De sus años de juventud recuerda especialmente las Fiestas de Septiembre, con la suelta de globos porque su padre tiraba uno.
Los hijos de Encarnación también tienen vagos recuerdos de la fábrica, sobre todo Antonio, que es el mayor. En los años 60 era un niño y aun hoy reconocería perfectamente los aromas de las esencias para fabricar los sifones que su abuelo guardaba celosamente en la habitación donde dormía: fresa, manzana, limón y el blanco. Recuerda las escaleras centrales para subir a las habitaciones de los operarios, el cuarto para lavar los trapos… o momentos concretos como cuando probó el hielo y le supo a hierro, o los días que ayudaba a su abuelo Tobías a rellenar cartuchos de pólvora en la armería en la que también se vendían tracas o trampones para pájaros. Le viene a la memoria que en los años 60 ya se dispensaban cervezas frescas como la Nebli, El Águila, y algunas personas iban a la fábrica a tomárselas a pesar de no existía barra.

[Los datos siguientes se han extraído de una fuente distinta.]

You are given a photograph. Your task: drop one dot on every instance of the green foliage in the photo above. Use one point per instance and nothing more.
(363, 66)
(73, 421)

El helado se consumía mucho más que ahora y sus abuelos lo mandaban a la casa de Daniel: “Con una jarra de cristal a por horchata, pues vivía cerca, en la calle San José”.
Aunque era pequeño se daba perfecta cuenta de quién mandaba en el negocio: “La abuela se sentaba en un gran sillón de mimbre con su delantal blanco y desde allí ella era la jefa y administradora”. Su abuelo Tobías, a veces, por las noches subía a Bolón para cazar conejos, que salían de madrugada y luego su abuela Higinia los pelaba, así como perdices y liebres. Recuerda que en su casa entró una de las primeras televisiones de Elda en blanco y negro y los vecinos los visitaban para disfrutar del espectáculo.
Una vida dura en la fábrica
Pero la historia es muy diferente según lo que hayamos vivido. Josefina Villar González, de 86 años, es hija de Manuel, trabajador de la fábrica de Tobías Vergara durante casi 40 años. Sus padres llegaron de Bonete (Albacete), donde conocieron a Tobías porque iba allí a cazar y este les animó a venir a Elda para trabajar con él, pues “en mi pueblo no había ni para comer”, indica Josefina.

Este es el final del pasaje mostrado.